$\newcommand{\E}{\operatorname{\mathsf{E}}}$ You do not need the separability of $B$ to define $\E F$ for a random vector $F\colon\Omega\to B$; however, you need to assume that $F$ is strongly measurable, in the sense that there is a sequence of finitely-valued random vectors $F_n$ in $B$ such that $\|F_n(\omega)-F(\omega)\|\to0$ for almost all $\omega\in\Omega$.

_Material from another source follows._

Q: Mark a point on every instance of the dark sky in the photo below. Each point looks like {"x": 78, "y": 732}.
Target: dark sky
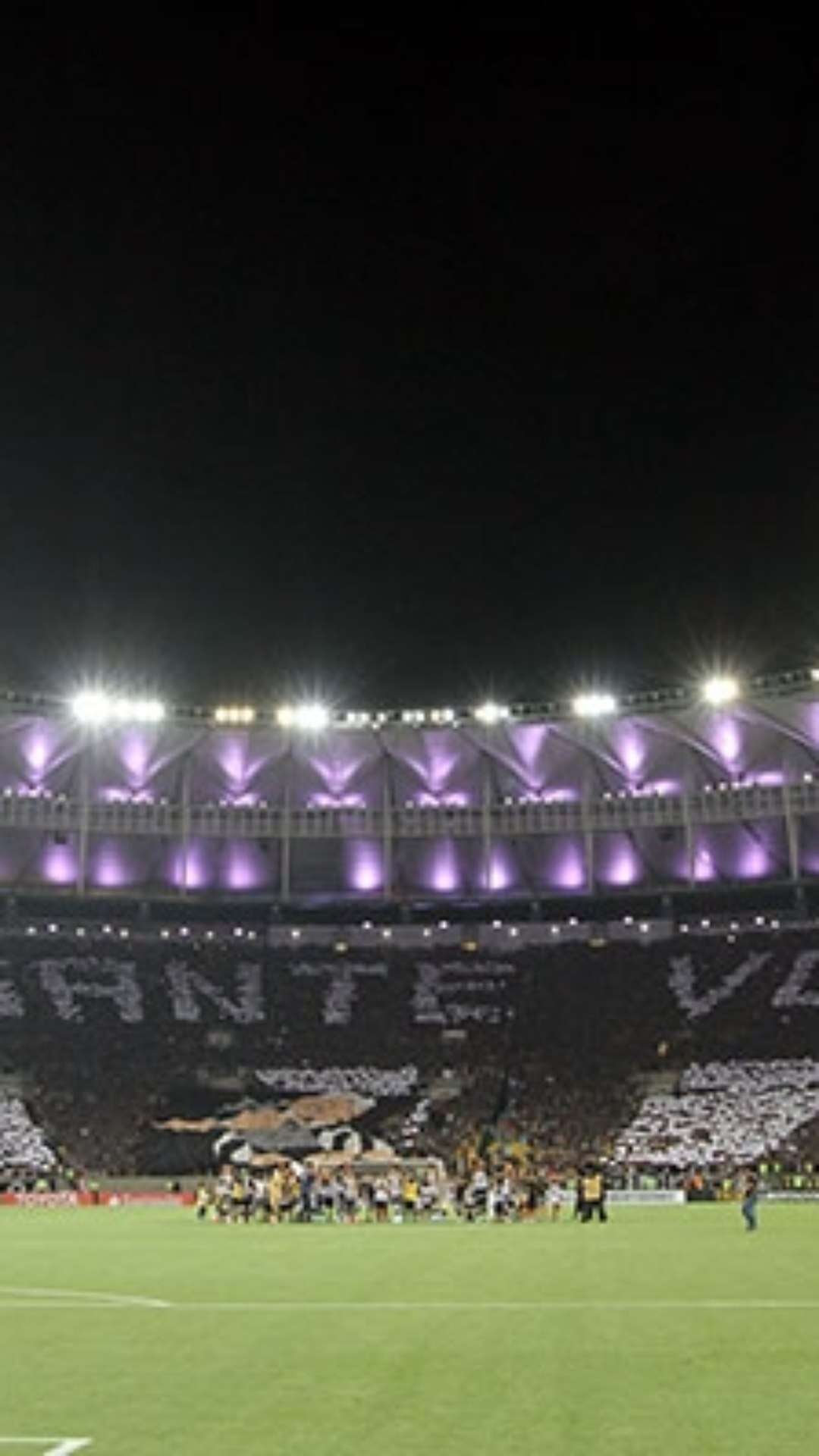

By Bochner's theorem, if $F$ is strongly measurable and $\E\|F\|<\infty$, then $F$ is Bochner-integrable, in the sense that for some sequence of finitely-valued random vectors $F_n$ in $B$ we have $\|F_n(\omega)-F(\omega)\|\to0$ for almost all $\omega$ and $\E\|F_n-F\|\to0$; then $\E F:=\lim_n EF_n$, with naturally defined $\E F_n$.
It is then a known and easy to check fact that $\E RF=R\E F$ for any strongly measurable random vector $F$ with $\E\|F\|<\infty$ and any bounded linear operator $R\colon B\to\mathbb R$; that is, the Bochner integrability implies the Pettis integrability.
See e.g. Yosida, Section V.4 for further details.
Concerning your remark that usually the Banach space is assumed to be separable: this is done to ensure the measurability in a number of instances, including the measurability of the sum of random vectors.